The Long Red Scare: Anarchism, Antiradicalism, and Ideological Exclusion in the Progressive Era

Quinn, Adam 01 January 2016 (has links)
From 1919 to 1920 the United States carried out a massive campaign against radicals, arresting and deporting thousands of radical immigrants in a matter of months, raiding and shutting down anarchist printing shops, and preventing anarchists from sending both periodicals and personal communications through the mail. This period is widely known as the First Red Scare, and is framed as a reaction to recent anarchist terrorism, syndicalist unionizing, and the Bolshevik Revolution. Though the 1919-20 First Red Scare was certainly unprecedented in its scope, it was made possible through a longer campaign against radicals, throughout which the US government constructed legal, ideological, and institutional apparatuses to combat radicalism and terrorism.
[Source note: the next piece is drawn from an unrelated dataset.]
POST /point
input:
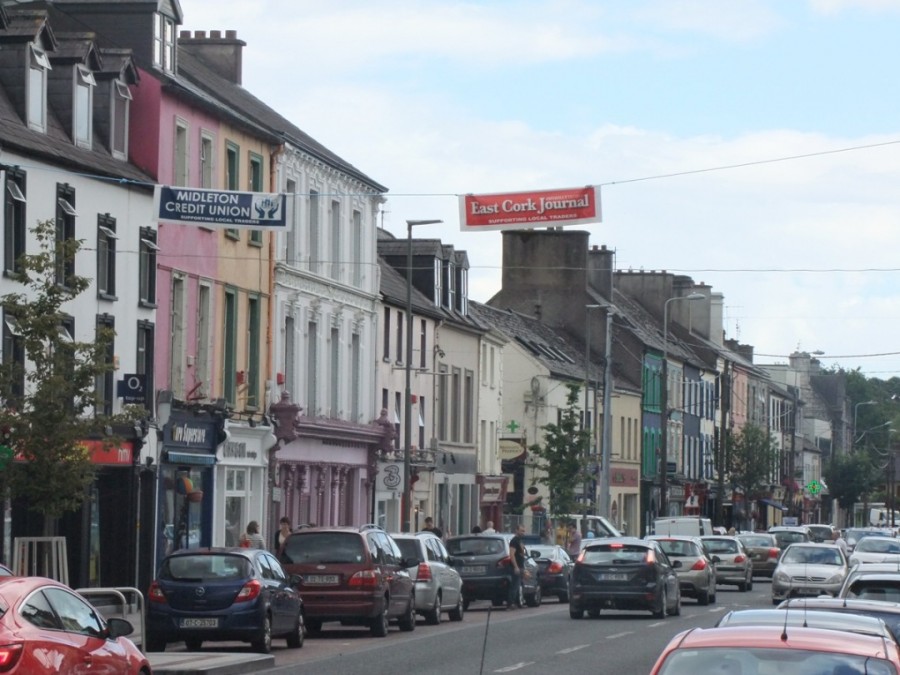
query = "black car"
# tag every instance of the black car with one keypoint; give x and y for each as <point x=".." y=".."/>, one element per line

This project explores the longer conflict between the US government and anarchists, focusing on the period between 1900 and 1920. It argues that the government sought to suppress radicalism not just due to anarchist terrorism or class antagonism, but also due to a broader ideology of antiradicalism that framed anarchist counterculture and connected ideas like free love and internationalism as a threat to the nation-state and to traditional American values. In trying to suppress radical counterculture years before the First Red Scare, the US government built its capacity for federal policing. And, by tying the battle against anarchist terrorism to a broader project of suppressing any idea considered to be radical or nontraditional, the US government controlled the kinds of ideas and people allowed within American borders through force, demarcating political limits to American nationality and citizenship.